Poppy and Alex. Alex and Poppy. They have nothing in common. She’s a wild child; he wears khakis. She has insatiable wanderlust; he prefers to stay home with a book. And somehow, ever since a fateful car share home from college many years ago, they are the very best of friends. For most of the year they live far apart—she’s in New York City, and he’s in their small hometown—but every summer, for a decade, they have taken one glorious week of vacation together.
Until two years ago, when they ruined everything. They haven’t spoken since.
Poppy has everything she should want, but she’s stuck in a rut. When someone asks when she was last truly happy, she knows, without a doubt, it was on that ill-fated, final trip with Alex. And so, she decides to convince her best friend to take one more vacation together—lay everything on the table, make it all right. Miraculously, he agrees.
Now she has a week to fix everything. If only she can get around the one big truth that has always stood quietly in the middle of their seemingly perfect relationship. What could possibly go wrong?
From the New York Times bestselling author of Beach Read, a sparkling new novel that will leave you with the warm, hazy afterglow usually reserved for the best vacations.
Bantering Books Review
I wrote the last one mostly for me. This one’s for you.
– Emily Henry (Dedication Page)
She’s all in. Emily Henry, that is.
I wasn’t crazy about her hit novel, Beach Read. I liked it, somewhat, but my feelings toward it were relatively lukewarm and unenthusiastic. Mostly because Henry didn’t know what she wanted the novel to be. Or maybe she did, and the real problem was that the story had a mind of its own and got away from her. Either way, I sensed a war within her writing, a struggle within her story to NOT write a romance novel, and the end result of that battle was Beach Read’s awkward mix of romance, comedy, and writerly introspection.
It fell flat. Resoundingly.
But it appears Henry has since settled her war. Or at least, she’s picked her side of it. And to me, her dedication beneath the front cover of her follow-up novel, People We Meet on Vacation, means this –
Henry is no longer at odds with her talent. She is ready to write the stories she was born to write. The stories we want her to write.
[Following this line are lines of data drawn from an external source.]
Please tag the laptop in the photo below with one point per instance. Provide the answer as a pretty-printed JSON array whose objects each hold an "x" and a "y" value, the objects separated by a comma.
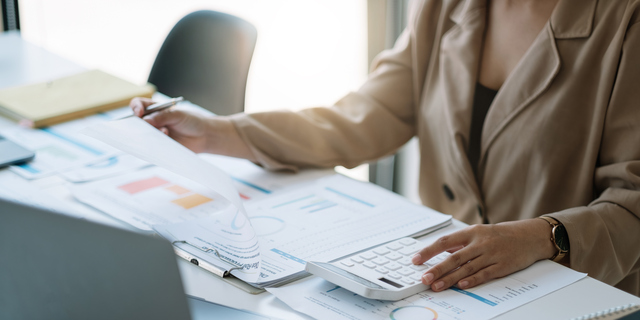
[{"x": 57, "y": 267}]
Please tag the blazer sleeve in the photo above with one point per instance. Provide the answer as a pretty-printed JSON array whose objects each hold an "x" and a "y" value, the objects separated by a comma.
[
  {"x": 364, "y": 125},
  {"x": 605, "y": 235}
]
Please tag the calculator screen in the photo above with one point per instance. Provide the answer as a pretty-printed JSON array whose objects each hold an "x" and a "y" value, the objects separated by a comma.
[{"x": 349, "y": 275}]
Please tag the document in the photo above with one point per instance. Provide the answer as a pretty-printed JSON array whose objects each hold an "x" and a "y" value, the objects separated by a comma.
[
  {"x": 136, "y": 137},
  {"x": 254, "y": 182},
  {"x": 330, "y": 218},
  {"x": 324, "y": 300},
  {"x": 16, "y": 188},
  {"x": 104, "y": 168},
  {"x": 59, "y": 148},
  {"x": 282, "y": 226},
  {"x": 151, "y": 196}
]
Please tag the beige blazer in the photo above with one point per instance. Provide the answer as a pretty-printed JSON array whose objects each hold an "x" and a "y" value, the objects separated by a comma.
[{"x": 562, "y": 136}]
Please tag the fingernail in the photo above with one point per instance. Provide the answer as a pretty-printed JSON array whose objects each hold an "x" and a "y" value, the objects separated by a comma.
[{"x": 428, "y": 277}]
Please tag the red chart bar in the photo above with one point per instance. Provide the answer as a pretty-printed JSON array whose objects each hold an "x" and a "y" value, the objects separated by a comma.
[{"x": 142, "y": 185}]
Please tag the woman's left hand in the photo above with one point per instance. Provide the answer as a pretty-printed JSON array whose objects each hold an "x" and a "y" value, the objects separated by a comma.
[{"x": 484, "y": 252}]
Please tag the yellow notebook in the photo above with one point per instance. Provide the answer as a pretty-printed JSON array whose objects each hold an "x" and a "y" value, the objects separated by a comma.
[{"x": 67, "y": 98}]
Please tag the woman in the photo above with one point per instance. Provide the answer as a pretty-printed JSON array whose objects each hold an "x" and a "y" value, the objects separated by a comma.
[{"x": 523, "y": 109}]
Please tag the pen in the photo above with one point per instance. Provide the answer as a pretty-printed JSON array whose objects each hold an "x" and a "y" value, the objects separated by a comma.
[{"x": 158, "y": 107}]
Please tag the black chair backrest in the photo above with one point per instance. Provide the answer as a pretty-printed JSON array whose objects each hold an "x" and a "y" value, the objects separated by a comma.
[{"x": 205, "y": 58}]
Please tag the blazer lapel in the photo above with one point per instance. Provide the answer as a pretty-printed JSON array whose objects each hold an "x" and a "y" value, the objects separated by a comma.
[
  {"x": 459, "y": 60},
  {"x": 537, "y": 69}
]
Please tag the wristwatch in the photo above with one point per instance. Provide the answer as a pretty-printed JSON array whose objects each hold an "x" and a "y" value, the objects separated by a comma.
[{"x": 559, "y": 238}]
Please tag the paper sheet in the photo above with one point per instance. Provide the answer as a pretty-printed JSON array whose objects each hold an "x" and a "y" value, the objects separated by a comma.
[
  {"x": 324, "y": 300},
  {"x": 60, "y": 147},
  {"x": 138, "y": 138},
  {"x": 13, "y": 187},
  {"x": 149, "y": 197},
  {"x": 331, "y": 218}
]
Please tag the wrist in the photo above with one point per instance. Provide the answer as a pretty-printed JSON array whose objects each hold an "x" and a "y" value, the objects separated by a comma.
[
  {"x": 223, "y": 138},
  {"x": 543, "y": 237}
]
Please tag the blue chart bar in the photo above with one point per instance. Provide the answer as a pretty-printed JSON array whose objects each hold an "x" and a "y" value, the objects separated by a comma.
[
  {"x": 284, "y": 254},
  {"x": 349, "y": 197},
  {"x": 475, "y": 296},
  {"x": 29, "y": 168},
  {"x": 247, "y": 183},
  {"x": 74, "y": 142},
  {"x": 292, "y": 201}
]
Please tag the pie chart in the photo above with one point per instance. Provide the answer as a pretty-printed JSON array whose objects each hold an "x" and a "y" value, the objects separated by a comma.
[{"x": 266, "y": 225}]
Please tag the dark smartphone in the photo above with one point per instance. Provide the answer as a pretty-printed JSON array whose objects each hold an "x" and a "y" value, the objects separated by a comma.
[{"x": 12, "y": 153}]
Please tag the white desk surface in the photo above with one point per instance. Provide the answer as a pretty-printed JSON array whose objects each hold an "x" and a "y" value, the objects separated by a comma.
[{"x": 583, "y": 297}]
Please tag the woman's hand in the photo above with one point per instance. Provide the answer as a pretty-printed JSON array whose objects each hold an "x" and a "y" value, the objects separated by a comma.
[
  {"x": 484, "y": 252},
  {"x": 200, "y": 134}
]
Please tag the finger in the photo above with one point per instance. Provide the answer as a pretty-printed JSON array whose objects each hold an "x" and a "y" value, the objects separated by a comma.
[
  {"x": 448, "y": 242},
  {"x": 484, "y": 275},
  {"x": 139, "y": 104},
  {"x": 455, "y": 249},
  {"x": 165, "y": 118},
  {"x": 463, "y": 271},
  {"x": 451, "y": 263}
]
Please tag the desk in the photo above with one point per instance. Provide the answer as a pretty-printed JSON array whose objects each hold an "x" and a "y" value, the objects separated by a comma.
[{"x": 585, "y": 296}]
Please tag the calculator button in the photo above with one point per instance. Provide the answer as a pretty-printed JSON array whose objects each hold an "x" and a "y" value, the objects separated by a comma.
[
  {"x": 419, "y": 267},
  {"x": 393, "y": 256},
  {"x": 394, "y": 246},
  {"x": 432, "y": 262},
  {"x": 347, "y": 263},
  {"x": 416, "y": 277},
  {"x": 368, "y": 255},
  {"x": 407, "y": 242},
  {"x": 393, "y": 266},
  {"x": 408, "y": 251},
  {"x": 357, "y": 259},
  {"x": 406, "y": 272},
  {"x": 382, "y": 270},
  {"x": 381, "y": 251},
  {"x": 394, "y": 275}
]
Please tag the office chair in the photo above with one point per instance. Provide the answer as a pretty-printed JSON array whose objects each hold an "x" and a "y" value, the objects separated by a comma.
[{"x": 205, "y": 58}]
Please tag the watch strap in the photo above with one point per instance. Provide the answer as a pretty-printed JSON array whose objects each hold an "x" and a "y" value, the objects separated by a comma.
[{"x": 554, "y": 224}]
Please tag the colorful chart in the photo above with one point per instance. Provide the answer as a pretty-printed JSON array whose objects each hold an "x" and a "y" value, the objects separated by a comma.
[
  {"x": 187, "y": 202},
  {"x": 413, "y": 312}
]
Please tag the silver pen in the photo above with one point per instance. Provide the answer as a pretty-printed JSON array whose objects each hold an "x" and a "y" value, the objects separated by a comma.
[{"x": 158, "y": 107}]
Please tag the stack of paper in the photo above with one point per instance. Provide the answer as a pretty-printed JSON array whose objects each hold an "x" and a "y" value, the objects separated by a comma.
[
  {"x": 269, "y": 239},
  {"x": 67, "y": 98}
]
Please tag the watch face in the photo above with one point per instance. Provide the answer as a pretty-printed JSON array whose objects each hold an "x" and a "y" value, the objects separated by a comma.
[{"x": 561, "y": 237}]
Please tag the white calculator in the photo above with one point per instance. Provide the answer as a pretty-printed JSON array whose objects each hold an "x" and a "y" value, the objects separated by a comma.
[{"x": 384, "y": 272}]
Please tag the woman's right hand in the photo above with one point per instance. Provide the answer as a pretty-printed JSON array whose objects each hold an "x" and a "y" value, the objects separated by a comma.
[{"x": 214, "y": 134}]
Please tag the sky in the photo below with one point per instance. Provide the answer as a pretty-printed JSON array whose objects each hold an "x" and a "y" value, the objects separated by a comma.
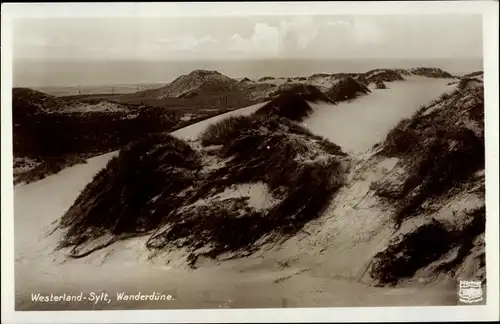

And with People We Meet on Vacation, she does exactly this. It’s straight-up, pure romantic comedy, and it’s so good. Her heartfelt story of best friends turned maybe-lovers, Poppy and Alex, is warm, delightfully funny, steamy, and masterfully crafted. I loved nearly everything about it.
The romantic chemistry between the two friends is HOT. Palpable. Off the charts. Alex is one of the sexiest male leads I’ve ever encountered, and Poppy is clever, hysterically witty, adorable, and not totally unlike Queen Poppy from Trolls. (The personality resemblance is truly uncanny once you see it.)
Henry still has an exasperating tendency, though, to overly romanticize her male leads. She lays it on super thick. I mean, poor Alex, his mouth must hurt something awful. All it seems to do is twist and turn and curve into small sexy smiles and Sad Puppy Faces. His facial-contortion skills are really something to behold.
But this time around, her writing quirks are less irritating. Not as bothersome. Maybe even a little endearing.
Because Henry, she’s all in now. And I’m all in, too.